With that we have successfully included our first JavaScript plugin, but there are some gotchas we need to be aware of.

It’s a global!

ember-cli fosters the use of ES6 Modules, so it feels like giving a step backwards if we add a library and then use it through its global, right?.

The sad news is that not all libraries are written in such way that they can be consumed easily via a modules loader, and even so if there is an AMD definition included in the library not all of them are compatible with the modules loader used by ember-cli.

For example, moment includes an AMD version

...
} else if (typeof define === 'function' && define.amd) {
    define('moment', function (require, exports, module) {
        if (module.config && module.config() && module.config().noGlobal === true) {
            // release the global variable
            globalScope.moment = oldGlobalMoment;
        }

        return moment;
    });

But unfortunately the stable version of loader.js doesn’t support that yet.

Other libraries do the following:

define( [], function() {
	return lib;
});

That’s is known as an anonymous module and even though it’s syntax is valid, loader.js doesn’t support that either since it expects named modules.

This whole problem is not really ember-cli’s fault but the fact everyone is building their libraries in different formats making hard for consumers to use.

On the ember-cli side there is work in progress so in a near future people will be able to use moment or other JavaScript libraries via import but the integration is not ready yet. See ember-cli#2177 for more info.

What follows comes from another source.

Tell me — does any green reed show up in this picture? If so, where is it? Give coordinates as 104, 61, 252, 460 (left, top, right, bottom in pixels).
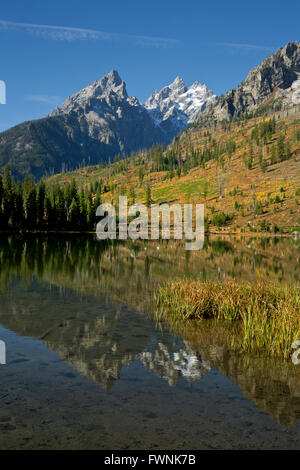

So, what can we do about it?

Wrapping globals

Instead of consuming globals directly let’s wrap then in a helper module which will help us foster the use of modules and also update or replace easily moment once we have a way to load it via the module loader.

First, let’s create an utils file called date-helpers:

$ ember g util date-helpers
installing
  create app/utils/date-helpers.js
installing
  create tests/unit/utils/date-helpers-test.js

Replace app/utils/date-helpers.js with the following:

function formatDate(date, format) {
  return window.moment(date).format(format);
}

export default {
  formatDate
}

Here we are wrapping the call to moment#format in the function format which we can consume doing import { formatDate } from 'utils/date-helpers';, with that we are back to our idea of using modules, and also we’ll have the facility to update easily moment when our loader is ready to load it.

Also if we decide to stop using moment and replace it with any other library which does the same, we don’t need to change our consuming code since it doesn’t care how format-date is being implemented.

Writing an Ember helper: formatted-date.

Helpers are pieces of code that help us augment our templates, in this case we want to write a helper to have a a date as a formatted string.

ember-cli includes a generator for helpers too, so let’s create formatted-date with the command ember g helper formatted-date, and then modify app/helpers/formatted-date so it consumes our format function.

import Ember from 'ember';

// We are consuming the function defined in our utils/date-helpers.
import { formatDate } from '../utils/date-helpers';

export default Ember.Handlebars.makeBoundHelper(function(date, format) {
  return formatDate(date, format);
});

Once we have our helper defined, we can use it in our templates like

{{formatted-date createdAt 'LL'}}

Wrapping up

This is the first one of a 3 series articles on consuming JavaScript libraries, here we cover the first scenario about consuming libraries which distribution can’t be consumed with loader.js. Next we’ll explore and understand how to consume libraries distributed in AMD.